Domenico Melegatti è un bravissimo pasticcere, ma pure un genio del marketing: il quotidiano “L’Arena” il 21 e il 22 marzo 1894, cioè sei mesi prima che Melegatti brevettasse il suo dolce, pubblica un annuncio: «Pan d’oro. Il pasticcere Melegatti avverte la benevola e numerosissima sua clientela di aver allestito un nuovo dolce che per la sua squisitezza, leggerezza, inalterabilità e bel formato, l’autore lo reputa degno del primo posto nomandolo pan d’oro.» La principale motivazione che lo induce a depositare il brevetto è proprio evitare le imitazioni della concorrenza, qualcuno lo prende in giro satireggiando: «E l’à inventà el pandoro / e i pastissieri da la rabia muti / i l’à voludo simiotarlo tuti.» Domenico Melegatti decide di affrontare di petto i falsificatori della sua invenzione e offre la notevolissima somma (per quei tempi) di mille lire a chiunque si fosse fatto avanti con la «vera ricetta» del pandoro. Nessuno si presenta e le mille lire rimangono saldamente nel suo portafoglio. Intanto, visto che c’è, Melegatti inventa pure un forno a calore continuo per migliorare gli standard di cottura dei suoi dolci.

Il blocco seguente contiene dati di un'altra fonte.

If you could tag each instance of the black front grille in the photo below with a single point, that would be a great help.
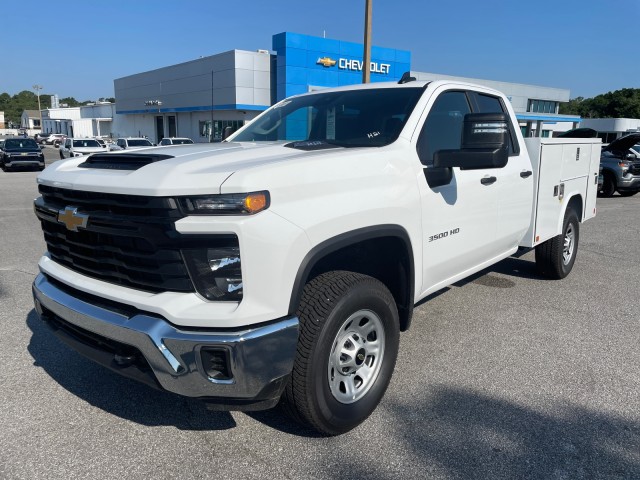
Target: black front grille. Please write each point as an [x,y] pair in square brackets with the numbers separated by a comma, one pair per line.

Tuttavia ha un cruccio che lo rode: Milano, con il suo panettone, è più ricca e ha più forza commerciale di Verona e allora che fa siòr Domenego? Porta la lotta nel cuore del territorio nemico: apre un negozio a Milano, in corso Vittorio Emanuele, a poche decine di metri da dove ha sede Le Tre Marie, al tempo il maggiore produttore di panettoni. Intuisce la forza delle vendite per corrispondenza e si attrezza per spedire pandori in tutto il mondo. Comprende l’importanza del concetto di brand e crea un marchio ben preciso, nel quale si ritrovano sempre due gattini rampanti, un tralcio di mele e con forma inconfondibile del pandoro, talvolta con una corona sovrapposta. Nei fogli di accompagnamento dei suoi dolci scrive: «Esigere su ogni pandoro Melegatti lo stemma della Casa.» Il successo del dolce veronese è clamoroso, tanto che i medici lo consigliano a convalescenti e puerpere, in quanto alimento leggero e nutriente.
Siamo tra fine Ottocento e inizi Novecento, eppure si ritrovano tutti gli elementi che dovrebbero ispirare il marketing aziendale anche ai nostri giorni. Domenico Melegatti muore nel 1914 senza lasciare eredi diretti. L’attività viene rilevata dalla nipote Irma e da suo marito, Virgilio Turco, che gestisce il negozio di Milano. Lo chiude e si precipita a Verona per occuparsi del laboratorio, ma la prima guerra mondiale limita la diffusione di un dolce che rimane pur sempre un prodotto di lusso, con ingredienti costosi e ricercati. Saranno comunque loro a trasformare l’attività da artigiana a industriale e a fare del pandoro il concorrente più temibile del panettone. L’altro signore del pandoro, Alberto Bauli, sarebbe arrivato in un secondo tempo. Oggi questi due marchi, assieme a Dal Colle e Paluani, formano a tetrarchia veronese del pandoro.